My education at one of the worst comprehensive schools the world has ever seen is well-known, but how did I survive to become the credible prime-ministerial candidate that you see before you today? Here I share with you my own personal strategies for flourishing in a school located within the mean streets of Roundhay in the 1980s.


1. Stay off the streets! Walking home from school in Roundhay in the 1980s was akin to the Bronx - hazards and dangers everywhere. Wet leaves in the park in Autumn provided a constant slipping hazard, and you couldn't walk more than 200 yards without being approached by a liberal peddling a petition about nuclear disarmament or selling some home made jam with proceeds going to Ethiopia. Keep your head down and as those kids from Grange Hill would sing: 'Just Say No'!


2. Make the limited option choices work for you - I have to admit that the absence of a Latin course to pick for O-Level ruined my 1985, but 'Que Sera Sera'. Just three modern languages to choose from doesn't necessarily have to be a death knell for your aspirations to go to Oxbridge. Remember, you can always use your private tutor to pick up Mandarin and the classics on the side.


3. Know how to pronounce tricky middle-class words! I was the subject of much ridicule when I foolishly asked for a bowl of 'Quin-noah' with my goats cheese salad in the canteen during my first week at school. I was picking out the starchy seed from my schoolbag for weeks afterwards. Kids can be so cruel.


4. Throw yourself into extra-curricular activities. Whilst the limited opportunities available to me at my own school were frustrating, I still got involved in the crumbs that were on offer - an immersive production of Ibsen's The Doll's House in year 9, a School Symphony Orchestra trip round the lakes of Switzerland in 6th Form (remember how the school had to book an extra plane seat for my harp!). There was always the Real Tennis court and dilapidated lacrosse pitches we could use too when we were really desperate.

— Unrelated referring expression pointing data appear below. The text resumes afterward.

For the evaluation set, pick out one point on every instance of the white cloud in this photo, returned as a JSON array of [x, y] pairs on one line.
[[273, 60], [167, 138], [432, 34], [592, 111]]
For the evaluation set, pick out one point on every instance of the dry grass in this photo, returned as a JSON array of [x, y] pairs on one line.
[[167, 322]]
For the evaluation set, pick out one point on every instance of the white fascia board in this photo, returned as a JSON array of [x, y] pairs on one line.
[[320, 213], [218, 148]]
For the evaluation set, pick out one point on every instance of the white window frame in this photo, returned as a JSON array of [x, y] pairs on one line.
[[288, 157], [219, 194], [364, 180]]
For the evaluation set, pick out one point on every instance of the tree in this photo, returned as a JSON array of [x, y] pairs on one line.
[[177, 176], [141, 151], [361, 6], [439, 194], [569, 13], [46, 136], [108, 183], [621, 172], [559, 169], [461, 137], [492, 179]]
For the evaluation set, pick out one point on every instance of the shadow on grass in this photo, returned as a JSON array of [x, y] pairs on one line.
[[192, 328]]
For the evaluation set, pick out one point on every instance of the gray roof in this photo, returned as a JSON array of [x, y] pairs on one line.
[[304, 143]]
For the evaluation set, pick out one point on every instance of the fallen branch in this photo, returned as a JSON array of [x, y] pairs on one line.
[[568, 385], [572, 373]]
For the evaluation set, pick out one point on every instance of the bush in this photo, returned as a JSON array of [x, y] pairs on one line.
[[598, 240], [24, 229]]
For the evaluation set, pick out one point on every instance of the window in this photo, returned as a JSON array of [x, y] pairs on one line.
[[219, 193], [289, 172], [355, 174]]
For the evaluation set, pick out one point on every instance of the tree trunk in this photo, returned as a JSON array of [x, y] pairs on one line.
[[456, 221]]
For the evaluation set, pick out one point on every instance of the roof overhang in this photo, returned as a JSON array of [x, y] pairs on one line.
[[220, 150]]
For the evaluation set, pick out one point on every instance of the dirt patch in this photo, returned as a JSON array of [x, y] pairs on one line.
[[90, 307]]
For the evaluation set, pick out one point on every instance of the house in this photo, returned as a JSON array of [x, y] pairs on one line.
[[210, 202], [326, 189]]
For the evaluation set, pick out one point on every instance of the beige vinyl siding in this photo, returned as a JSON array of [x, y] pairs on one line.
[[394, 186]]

5. Go early to avoid school drop off embarrassments - Our Mercedes Benz 560 Sedan was the source of much mockery at the school gates. 'Have you seen how slow the acceleration is with the 8-cylinder single-overhead camshaft naturally aspirated engine on that hunk of junk ', I heard one pupil laugh. We turned up at 730am every day after that until we thankfully upgraded to a Porsche in 1988. Phew!